At least sqlite files are purged since https://gerrit.wikimedia.org/r/#/c/102149/ :

mw-install-sqlite.sh:find "$SQLITE_DIR" -type f -name '*.sqlite' -mmin +60 -delete
  • These are not regular build artefacts (which Jenkins stores separately and we do have them expire/purge properly).
  • These are files only needed for the duration of the test and should be removed right after a test has run.

Seems that is covered by bug 68563 "Jenkins: point TMP/TEMP to workspace and delete it after build completion".

Looking on gallium, the main offenders are the qunit jobs, each consume ~ 7MB and we have ten of them for mediawiki-core-qunit. Seem we had a surge of tests running over an hour.

The find -mtime 60 is pretty lame. Since then I found a way to have a task to run on build completion which is the 'postbuildscript' publisher. The qunit jobs already have such a macro qunit-cleanup (in macro.yaml), so we can just add a step that would delete the sqlite file.

And again...

ssh lanthanum.eqiad.wmnet
cd /var/lib/jenkins/tmpfs
sudo -su jenkins-slave
ll
rm -rf *@* mwext-*
ll

(In reply to Antoine "hashar" Musso from comment #1)

The find -mtime 60 is pretty lame. Since then I found a way to have a task
to run on build completion which is the 'postbuildscript' publisher. The
qunit jobs already have such a macro qunit-cleanup (in macro.yaml), so we
can just add a step that would delete the sqlite file.

Cool. Let's see if we can update our macros that create tmp dbs, to use postbuildscript to clean it up.

I guess keeping it in tmpfs is useful for now, we can just do an 'rm -rf' of the containing directory since its tied to workspace-id (jobname[@concurreny]), so no parallel conflicts.

RT 8582 for requesting more ram in those 2 machines

We can use a postbuilder publisher that execute a shell script to teardown the database. Should be done in jobs creating sqlite databases such as the ones having the macro prepare-mediawiki-qunit (being renamed to prepare-mediawiki).
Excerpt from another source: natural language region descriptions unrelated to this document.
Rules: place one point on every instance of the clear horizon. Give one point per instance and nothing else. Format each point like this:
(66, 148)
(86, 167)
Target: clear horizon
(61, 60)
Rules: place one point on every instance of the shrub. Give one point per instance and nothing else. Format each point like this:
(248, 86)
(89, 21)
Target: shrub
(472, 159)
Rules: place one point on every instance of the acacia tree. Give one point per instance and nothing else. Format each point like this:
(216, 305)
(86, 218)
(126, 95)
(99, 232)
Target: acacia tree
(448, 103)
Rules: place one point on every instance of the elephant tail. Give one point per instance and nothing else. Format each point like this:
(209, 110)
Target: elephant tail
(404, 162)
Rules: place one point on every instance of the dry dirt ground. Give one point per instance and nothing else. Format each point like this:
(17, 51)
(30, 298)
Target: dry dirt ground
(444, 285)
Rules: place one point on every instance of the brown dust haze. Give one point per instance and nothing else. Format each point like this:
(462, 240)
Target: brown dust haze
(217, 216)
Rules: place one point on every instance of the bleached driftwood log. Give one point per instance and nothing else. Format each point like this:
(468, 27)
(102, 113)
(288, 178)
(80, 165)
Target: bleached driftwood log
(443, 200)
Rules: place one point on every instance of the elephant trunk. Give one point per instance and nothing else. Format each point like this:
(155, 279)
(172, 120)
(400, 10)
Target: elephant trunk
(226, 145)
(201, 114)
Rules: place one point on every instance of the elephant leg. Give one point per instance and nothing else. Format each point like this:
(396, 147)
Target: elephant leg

That is surely annoying but not that critical imho.

Now that I have completed the Zuul cloner sprint, I will adjust the Jenkins jobs to delete the sqlite file on completion (suggested on Comment #1).

gerritadmin wrote:

Change 167948 had a related patch set uploaded by Hashar:
mw-install-sqlite: clear sqlite DB after 20 mins

https://gerrit.wikimedia.org/r/167948

gerritadmin wrote:

Change 167948 merged by jenkins-bot:
mw-install-sqlite: clear sqlite DB after 20 mins

https://gerrit.wikimedia.org/r/167948

(In reply to Gerrit Notification Bot from comment #8)

Change 167948 merged by jenkins-bot:
mw-install-sqlite: clear sqlite DB after 20 mins

https://gerrit.wikimedia.org/r/167948

Deployed. But that is lame workaround.

gerritadmin wrote:

Change 168558 had a related patch set uploaded by Hashar:
Refactor mw sqlite related env variables

https://gerrit.wikimedia.org/r/168558

gerritadmin wrote:

Change 168558 merged by jenkins-bot:
Refactor mw sqlite related env variables

https://gerrit.wikimedia.org/r/168558

gerritadmin wrote:

Change 168562 had a related patch set uploaded by Hashar:
mw-teardown.sh: to be run after mw jobs

https://gerrit.wikimedia.org/r/168562

gerritadmin wrote:

Change 168562 merged by jenkins-bot:
mw-teardown.sh: to be run after mw jobs

https://gerrit.wikimedia.org/r/168562

gerritadmin wrote:

Change 168566 had a related patch set uploaded by Hashar:
Mediawiki teardown publisher

https://gerrit.wikimedia.org/r/168566

gerritadmin wrote:

Change 168566 merged by jenkins-bot:
Mediawiki teardown publisher

https://gerrit.wikimedia.org/r/168566

The patch above cause jobs to delete the sqlite file on completion. That should keep tmpfs usage at a minimum level now.

Leaving the bug open for a while though.

Lets just assume this is fixed for now. Additionally I have manually cleared the tmpfs partitions on both gallium and lanthanum.

If that occurs again one can still reopen the bug.